Legislators approved LB1 48-0. The bill gives authority to the Public Service Commission to regulate oil pipelines in Nebraska, including the routes they take. Legislators earlier approved LB4, which more directly impacts the Keystone XL pipeline. The bill provides up to $2 million in state funds to study the environmental impact of an alternative route for Keystone XL, which TransCanada initially proposed building through the Sand Hills.
The vote on LB4 was 46-0 with two senators abstaining.
The Unicameral wasted little time in approving the legislation.

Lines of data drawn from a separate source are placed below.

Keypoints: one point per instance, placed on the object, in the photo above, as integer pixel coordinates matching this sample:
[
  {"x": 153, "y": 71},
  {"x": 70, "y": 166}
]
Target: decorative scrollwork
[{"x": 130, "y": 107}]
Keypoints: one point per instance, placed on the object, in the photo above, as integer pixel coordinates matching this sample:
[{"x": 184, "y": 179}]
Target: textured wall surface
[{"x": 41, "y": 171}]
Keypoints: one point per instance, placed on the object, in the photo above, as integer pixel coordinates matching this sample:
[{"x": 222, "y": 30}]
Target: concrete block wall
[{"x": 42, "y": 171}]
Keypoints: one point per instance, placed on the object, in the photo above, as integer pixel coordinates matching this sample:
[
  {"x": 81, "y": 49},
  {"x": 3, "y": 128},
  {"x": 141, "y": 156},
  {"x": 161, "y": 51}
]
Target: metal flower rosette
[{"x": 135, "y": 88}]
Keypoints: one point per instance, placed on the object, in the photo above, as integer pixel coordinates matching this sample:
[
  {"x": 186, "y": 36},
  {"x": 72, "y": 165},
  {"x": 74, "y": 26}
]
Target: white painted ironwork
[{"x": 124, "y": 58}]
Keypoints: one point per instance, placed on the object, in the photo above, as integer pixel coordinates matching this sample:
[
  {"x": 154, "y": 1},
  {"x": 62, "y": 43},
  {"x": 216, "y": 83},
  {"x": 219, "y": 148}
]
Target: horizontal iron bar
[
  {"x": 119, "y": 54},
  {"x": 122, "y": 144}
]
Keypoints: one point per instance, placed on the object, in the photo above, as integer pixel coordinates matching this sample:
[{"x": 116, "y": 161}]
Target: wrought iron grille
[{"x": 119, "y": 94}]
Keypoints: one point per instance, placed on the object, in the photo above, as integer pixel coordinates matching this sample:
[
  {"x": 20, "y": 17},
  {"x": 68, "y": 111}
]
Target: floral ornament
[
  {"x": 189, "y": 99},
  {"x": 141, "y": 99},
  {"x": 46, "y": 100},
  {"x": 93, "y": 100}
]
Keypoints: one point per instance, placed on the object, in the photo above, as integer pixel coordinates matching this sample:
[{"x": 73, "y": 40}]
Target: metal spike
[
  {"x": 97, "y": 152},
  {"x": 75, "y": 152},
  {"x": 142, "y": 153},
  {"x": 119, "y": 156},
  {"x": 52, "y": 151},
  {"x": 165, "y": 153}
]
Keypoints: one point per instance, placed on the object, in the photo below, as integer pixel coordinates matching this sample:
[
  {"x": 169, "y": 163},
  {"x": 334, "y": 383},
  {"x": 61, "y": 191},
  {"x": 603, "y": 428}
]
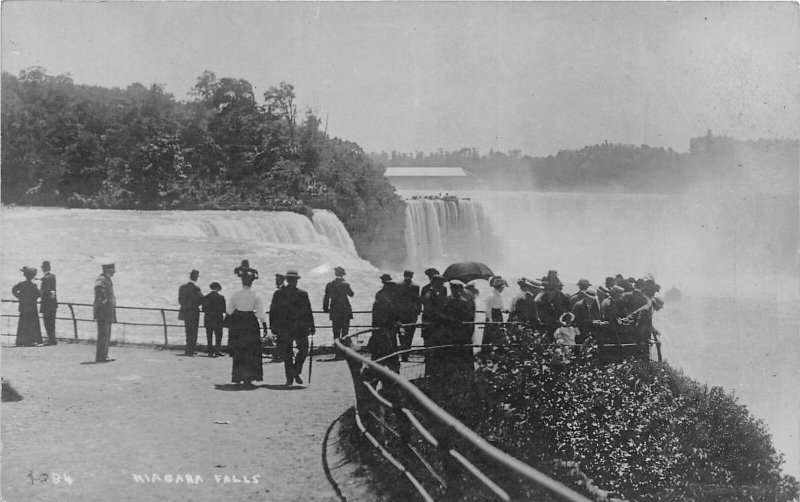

Then, in an unusual move, Speaker of the Legislature Mike Flood gave the bills to the Natural Resources Committee to hand deliver to Gov. Dave Heineman. Committee members walked from the legislative chamber to the governor’s office prior to a brief signing ceremony in which the governor signed both bills.
“Our work is done, we’re trying to expedite this process,” Heineman stated as he opened the brief signing ceremony.
The governor welcomed the sponsors of the legislation to speak.
Natural Resources Committee Chairman Chris Langemeier of Schuyler saw his bill (LB4) change drastically in the special session. Speaker Mike Flood of Norfolk brokered the compromise that led to the breakthrough which turned the special session. TransCanada agreed to move the Keystone XL pipeline away from the Sand Hills. Sen. Annette Dubas of Fullerton modified her bill (LB1) to apply only to future pipelines. Langemeier accepted changes to his bill to carry out the agreement.
“With the passage now of LB4 and LB1 we have two systems available to help people who want to put pipelines in Nebraska get them in a better location. And with the passage of LB1 we now have routing authority,” Langemeier said during the signing ceremony. “So, we hope to not be in this situation in the future.”
Dubas gave credit for the special session’s success to Nebraskans.
“At times, leaders lead. But other times, the people lead,” Dubas stated. “And I think, especially on this issue, the people led.”
Under Dubas’ bill, the Public Service Commission will have authority to regulate oil pipelines, including the approval of pipeline routes.
“LB1 will ensure that businesses know the rules when they decide to make Nebraska their home,” Dubas said during the signing ceremony. “And it also gives our citizens the ability to participate in the approval process through public hearings.”
Legislators gathered in special session at the Capitol in Lincoln with a state embroiled in the controversy over the Keystone XL pipeline. Though an environmental study commissioned by the Department of State determined that the route through the Sand Hills and over the Ogallala Aquifer posed little risk, concern about construction in the unique terrain of the Sand Hills and possible contamination of the aquifer failed to die down. Still, lawmakers failed to see any way around a number of constitutional objections until Flood cleared the compromise legislation with the State Department and TransCanada, leading to what he called the two-step process.
TransCanada proposes building a $7 billion pipeline over 1,700 miles to carry crude oil extracted from tar sands in western Canada to refineries in the Gulf Coast. The pipeline as proposed would go through Montana, South Dakota, Nebraska, Kansas, Oklahoma and Texas. The State Department has jurisdiction because it would enter the United States from Canada and still has final say on granting the permit for TransCanada to proceed.